Simone venait de disparaître à moitié sous la table, mais ce n’était pas pour se cacher. Elle s’efforçait seulement d’allonger à Jean un coup de pied stimulant.

— Qu’est-ce qu’y faut dire à M. l’curé ?… — demanda le garde qui attendait.

— Que grand-père veut bien prendre la gosse !…

Et comme M. d’Erdéval protestait de nouveau :

— En attendant, grand-père ?… en attendant seulement !… Oh ! oui, dites ?… M’man s’en occupera… pas, m’man ?…

— Très volontiers mais tu ennuies ton grand-père.

Jean répondit avec aplomb :

— Grand-père est enchanté d’être ennuyé par moi !

Puis, comprenant l’énormité de cette affirmation, il corrigea :

— Je veux dire par nous !… Merci, grand-père !…

Il repoussa du talon sa chaise, qui recula en faisant gémir lamentablement les dalles de marbre, et courut vers la porte en disant :

— J’vais la chercher !…

À sa suite, Simone s’élança en criant :

— Pas sans nous, donc !… pas sans nous ! Tandis qu’Olivier et Jacques se levaient brusquement.

Mais le marquis se fâcha.

— Asseyez-vous tous !.. — ordonna-t’il — Letellier amènera l’enfant ici !… c’est absurde !… mais enfin…

— Remerciez bien grand-père !… — dit Mme Devilliers, l’institutrice, en se penchant à l’oreille de Simone.

Mais la petite expliqua, se libérant ainsi de toute gratitude :

— C’est pas pour moi !… c’est pour Jean, que grand-père a permis !…

Les enfants savaient que M. d’Erdéval préférait Jean et ils n’étaient nullement jaloux. Ils trouvaient leur frère si beau, si solide, et surtout si bon garçon, qu’ils admettaient que l’on s’attachât plus à lui qu’à eux.
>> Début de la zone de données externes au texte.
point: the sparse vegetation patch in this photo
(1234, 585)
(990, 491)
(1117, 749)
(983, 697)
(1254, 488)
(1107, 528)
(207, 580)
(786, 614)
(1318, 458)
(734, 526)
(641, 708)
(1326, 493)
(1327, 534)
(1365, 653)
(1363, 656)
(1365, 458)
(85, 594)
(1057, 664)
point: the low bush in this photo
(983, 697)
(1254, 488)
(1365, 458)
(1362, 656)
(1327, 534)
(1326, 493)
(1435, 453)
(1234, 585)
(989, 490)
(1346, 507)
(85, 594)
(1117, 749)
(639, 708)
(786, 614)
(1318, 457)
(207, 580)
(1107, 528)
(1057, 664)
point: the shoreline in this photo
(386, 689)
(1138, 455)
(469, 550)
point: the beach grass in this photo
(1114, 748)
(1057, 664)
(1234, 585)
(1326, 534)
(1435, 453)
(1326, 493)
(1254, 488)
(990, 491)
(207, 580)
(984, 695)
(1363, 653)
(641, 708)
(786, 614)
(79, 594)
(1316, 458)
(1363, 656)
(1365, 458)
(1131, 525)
Chacun des enfants aussi préférait Jean, mais, mieux que le grand-père, dissimulait cette préférence qu’il jugeait blessante pour les autres.
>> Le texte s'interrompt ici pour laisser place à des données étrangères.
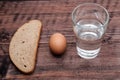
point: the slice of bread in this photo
(24, 44)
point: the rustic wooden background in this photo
(56, 17)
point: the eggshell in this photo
(57, 43)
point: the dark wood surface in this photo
(56, 17)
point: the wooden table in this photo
(56, 17)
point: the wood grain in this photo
(56, 17)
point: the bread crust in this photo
(24, 44)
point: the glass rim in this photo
(107, 18)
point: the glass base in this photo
(87, 54)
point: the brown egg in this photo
(57, 43)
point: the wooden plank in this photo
(56, 17)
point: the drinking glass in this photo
(90, 22)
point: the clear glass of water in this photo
(90, 22)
Mme Devilliers insista maladroitement :

— Mais, M. le marquis fait ça pour vous faire plaisir à tous !…

— Pas du tout ! y n’aime que Jean ! Pas, grand-père, que vous n’aimez qu’Jean ?…
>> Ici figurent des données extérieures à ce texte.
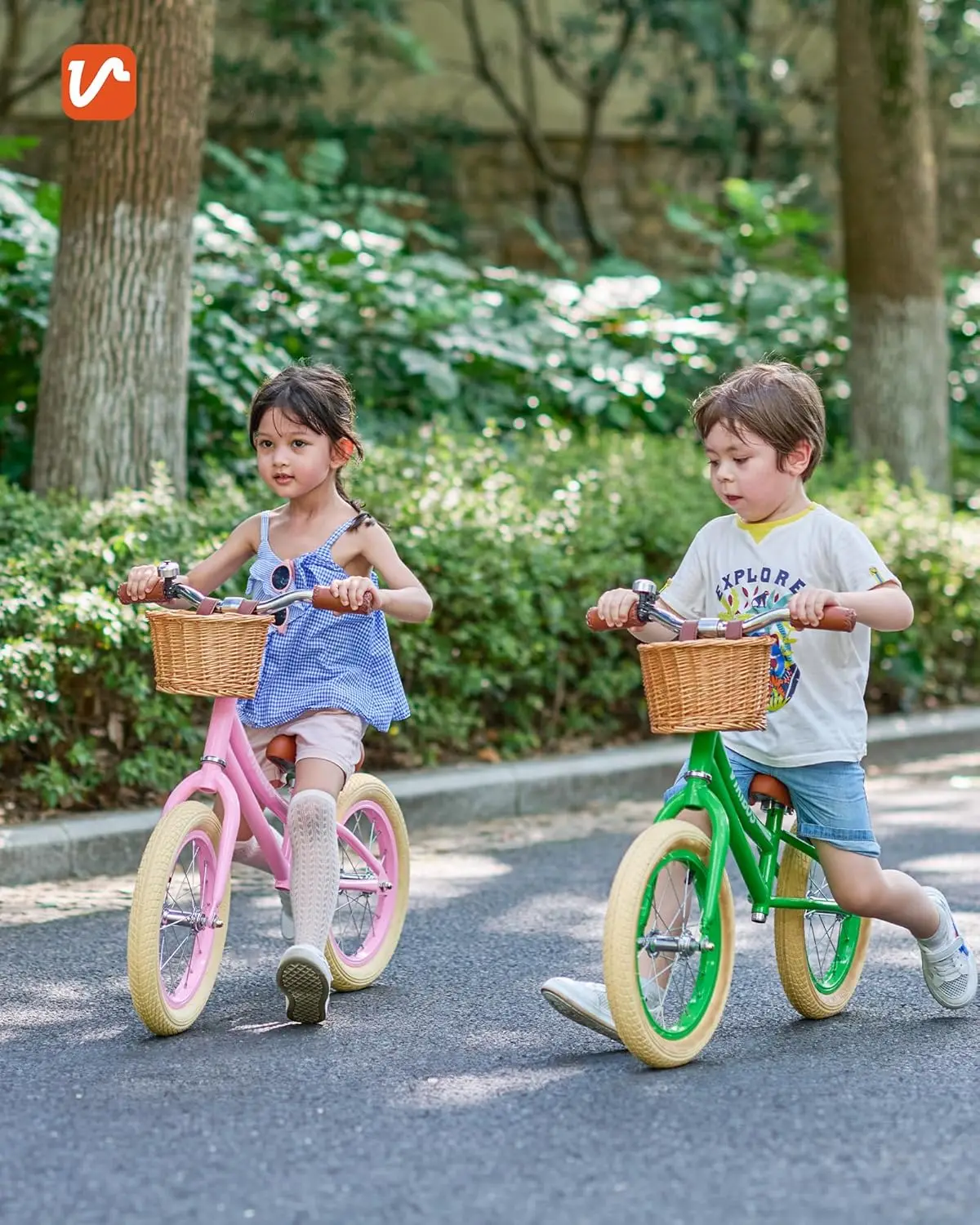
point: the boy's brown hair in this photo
(776, 401)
— Ton frère est l’aîné… — dit M. d’Erdéval avec un peu d’embarras — et il est assez naturel que…

Le comte intervint :

— Voyons, papa ! vous n’allez pas donner d’explications à cette moucheronne, je pense ?

— Des explications… non !… évidemment… et pourtant je ne voudrais pas que Simone crût que je ne l’aime pas… ni ses frères non plus !… Aujourd’hui, j’ai cédé à la demande de Jean parce que…

— L’important c’est qu’vous ayez cédé, grand-père… — déclara Olivier qui était rempli de philosophie et de bon sens — et que vous permettiez de prendre la gosse,

— La gosse !… Ah ! oui !… parlons-en !… et d’abord où va-t-on la mettre ?… et qui est-ce qui va s’en occuper ?…

— On pourrait — proposa Mme d’Erdéval — la donner à la mère Orson… c’est une bonne femme… elle aurait bien soin de la petite et lui apprendrait son métier.

La mère Orson, « la femme des vaches » comme on disait, s’occupait de l’étable et de la laiterie. Depuis plus de quinze ans elle soignait les vaches. Quand le marquis était revenu se fixer à Saint-Blaise, il avait cherché une femme « de confiance » pour les bêtes du château.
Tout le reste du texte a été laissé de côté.